# marriage with tier 2 visa



## Groove (Feb 19, 2012)

Hi everyone,
This is my first post on this site and it seems like a great source of help in regards to the UK Border Agency. 

I am a US citizen currently living in the UK, with a Tier 2 general migrant visa, sponsored by the company I work for in London, which is valid until Sept. 2014. 

I came over here to be with my girlfriend, a Latvian national who is studying currently at a London university.

We are planning to get married in the UK, but I am very confused about the process for getting my work permission sorted. Specifically:

1. What visa do I apply for (once we are legally married), if I currently am living in the UK with a tier 2 work visa? I want to apply in the UK, so do I apply using the form FLR(M)? Or do I apply for the spouse/marriage visa or the EEA Family Permit?

2. Do I need to notify my employer/border control that I plan to get married, which will make my tier 2 visa unnecessary?

Finally, do most people do this on their own, or hire some service to help them through the process. 

Thanks for all the help, I really appreciate it.


----------



## Joppa (Sep 7, 2009)

Groove said:


> Hi everyone,
> This is my first post on this site and it seems like a great source of help in regards to the UK Border Agency.
> 
> I am a US citizen currently living in the UK, with a Tier 2 general migrant visa, sponsored by the company I work for in London, which is valid until Sept. 2014.
> ...


Neither.

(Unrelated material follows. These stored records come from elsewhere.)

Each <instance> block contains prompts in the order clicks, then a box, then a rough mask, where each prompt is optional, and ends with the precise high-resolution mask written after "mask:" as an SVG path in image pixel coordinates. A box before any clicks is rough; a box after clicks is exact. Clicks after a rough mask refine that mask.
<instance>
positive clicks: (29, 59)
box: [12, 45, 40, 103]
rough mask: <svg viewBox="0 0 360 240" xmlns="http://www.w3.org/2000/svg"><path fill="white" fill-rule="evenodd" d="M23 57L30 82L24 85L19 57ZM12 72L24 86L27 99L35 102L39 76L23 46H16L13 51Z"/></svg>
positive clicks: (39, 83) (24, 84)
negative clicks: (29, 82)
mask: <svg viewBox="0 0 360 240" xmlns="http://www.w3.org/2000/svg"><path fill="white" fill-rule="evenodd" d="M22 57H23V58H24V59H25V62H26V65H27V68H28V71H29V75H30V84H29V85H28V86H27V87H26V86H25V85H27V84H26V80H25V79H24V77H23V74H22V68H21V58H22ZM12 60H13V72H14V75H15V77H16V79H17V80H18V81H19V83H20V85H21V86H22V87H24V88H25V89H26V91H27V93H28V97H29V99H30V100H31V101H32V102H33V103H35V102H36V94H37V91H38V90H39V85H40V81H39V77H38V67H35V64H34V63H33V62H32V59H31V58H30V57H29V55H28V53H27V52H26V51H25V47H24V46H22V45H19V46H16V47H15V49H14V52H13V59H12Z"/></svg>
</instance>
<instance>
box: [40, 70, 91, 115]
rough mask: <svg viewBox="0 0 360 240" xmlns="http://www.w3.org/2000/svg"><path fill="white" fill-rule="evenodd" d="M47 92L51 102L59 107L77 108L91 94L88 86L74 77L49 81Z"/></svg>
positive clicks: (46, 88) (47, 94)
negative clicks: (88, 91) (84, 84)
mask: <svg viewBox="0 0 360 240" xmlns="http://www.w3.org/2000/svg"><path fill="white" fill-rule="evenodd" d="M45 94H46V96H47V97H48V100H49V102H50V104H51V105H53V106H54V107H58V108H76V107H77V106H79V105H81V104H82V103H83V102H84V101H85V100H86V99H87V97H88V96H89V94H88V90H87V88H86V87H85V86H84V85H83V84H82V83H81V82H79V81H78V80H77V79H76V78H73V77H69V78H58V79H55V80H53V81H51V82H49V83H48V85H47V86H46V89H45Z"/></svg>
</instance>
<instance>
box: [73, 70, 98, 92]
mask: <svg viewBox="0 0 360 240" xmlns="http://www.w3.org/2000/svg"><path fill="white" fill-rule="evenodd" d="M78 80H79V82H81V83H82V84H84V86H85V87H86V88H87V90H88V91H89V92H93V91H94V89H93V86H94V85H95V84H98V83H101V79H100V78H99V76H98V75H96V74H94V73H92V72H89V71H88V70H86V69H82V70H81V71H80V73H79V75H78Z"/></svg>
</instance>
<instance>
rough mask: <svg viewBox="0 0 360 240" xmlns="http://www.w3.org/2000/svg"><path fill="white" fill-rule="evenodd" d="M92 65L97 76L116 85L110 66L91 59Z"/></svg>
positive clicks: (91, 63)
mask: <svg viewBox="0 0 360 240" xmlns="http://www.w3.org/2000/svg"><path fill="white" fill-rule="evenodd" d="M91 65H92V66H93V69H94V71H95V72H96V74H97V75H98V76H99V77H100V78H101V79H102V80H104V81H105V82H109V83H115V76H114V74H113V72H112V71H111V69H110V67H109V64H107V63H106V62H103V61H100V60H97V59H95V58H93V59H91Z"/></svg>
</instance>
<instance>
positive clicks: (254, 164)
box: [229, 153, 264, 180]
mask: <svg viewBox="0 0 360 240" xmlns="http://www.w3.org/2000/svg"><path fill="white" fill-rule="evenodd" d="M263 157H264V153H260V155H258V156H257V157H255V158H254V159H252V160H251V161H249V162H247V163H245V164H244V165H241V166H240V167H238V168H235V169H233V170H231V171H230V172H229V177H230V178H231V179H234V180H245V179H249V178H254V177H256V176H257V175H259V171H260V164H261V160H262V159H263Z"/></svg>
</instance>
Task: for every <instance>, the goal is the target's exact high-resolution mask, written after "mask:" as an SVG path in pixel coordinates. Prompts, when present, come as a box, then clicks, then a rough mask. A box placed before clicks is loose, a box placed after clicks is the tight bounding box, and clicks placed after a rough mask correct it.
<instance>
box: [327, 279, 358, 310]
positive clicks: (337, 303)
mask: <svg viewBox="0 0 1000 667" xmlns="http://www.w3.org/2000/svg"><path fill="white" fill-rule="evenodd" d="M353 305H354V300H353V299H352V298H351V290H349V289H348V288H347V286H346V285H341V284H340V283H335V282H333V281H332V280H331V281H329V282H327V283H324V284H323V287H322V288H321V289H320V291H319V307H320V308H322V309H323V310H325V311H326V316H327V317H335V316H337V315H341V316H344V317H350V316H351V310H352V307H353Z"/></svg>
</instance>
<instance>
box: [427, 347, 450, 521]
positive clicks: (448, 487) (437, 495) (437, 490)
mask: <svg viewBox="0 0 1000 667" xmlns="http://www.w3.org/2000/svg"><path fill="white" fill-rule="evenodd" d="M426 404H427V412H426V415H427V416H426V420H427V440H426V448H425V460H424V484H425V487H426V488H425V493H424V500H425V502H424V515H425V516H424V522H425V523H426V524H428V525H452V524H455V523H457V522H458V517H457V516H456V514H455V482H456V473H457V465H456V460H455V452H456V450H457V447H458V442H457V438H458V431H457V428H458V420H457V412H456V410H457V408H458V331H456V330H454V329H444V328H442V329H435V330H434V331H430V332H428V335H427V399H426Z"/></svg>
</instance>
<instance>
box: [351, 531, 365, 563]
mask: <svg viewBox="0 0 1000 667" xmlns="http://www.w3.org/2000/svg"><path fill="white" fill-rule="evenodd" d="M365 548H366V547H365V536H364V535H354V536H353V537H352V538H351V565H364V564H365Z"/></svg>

You apply for residence card as family member of an EEA citizen on form EEA2. There is no fee but it can take up to 3-4 months for one to be issued, and you can't pay extra to speed it up.



> 2. Do I need to notify my employer/border control that I plan to get married, which will make my tier 2 visa unnecessary?


You can tell your employer out of courtesy, so that they don't have to bother with helping you extend your Tier 2. You can get married on Tier 2 as you have been given permission to stay longer than 6 months (usually 3 years). Take your passport to one of designated register offices for civil marriage, and when seeing the clergy for church wedding.



> Finally, do most people do this on their own, or hire some service to help them through the process.


Yours is one of the simpler procedures, there is no application fee and you should be able to get it done all by yourself, with a bit of free help from us where necessary!


----------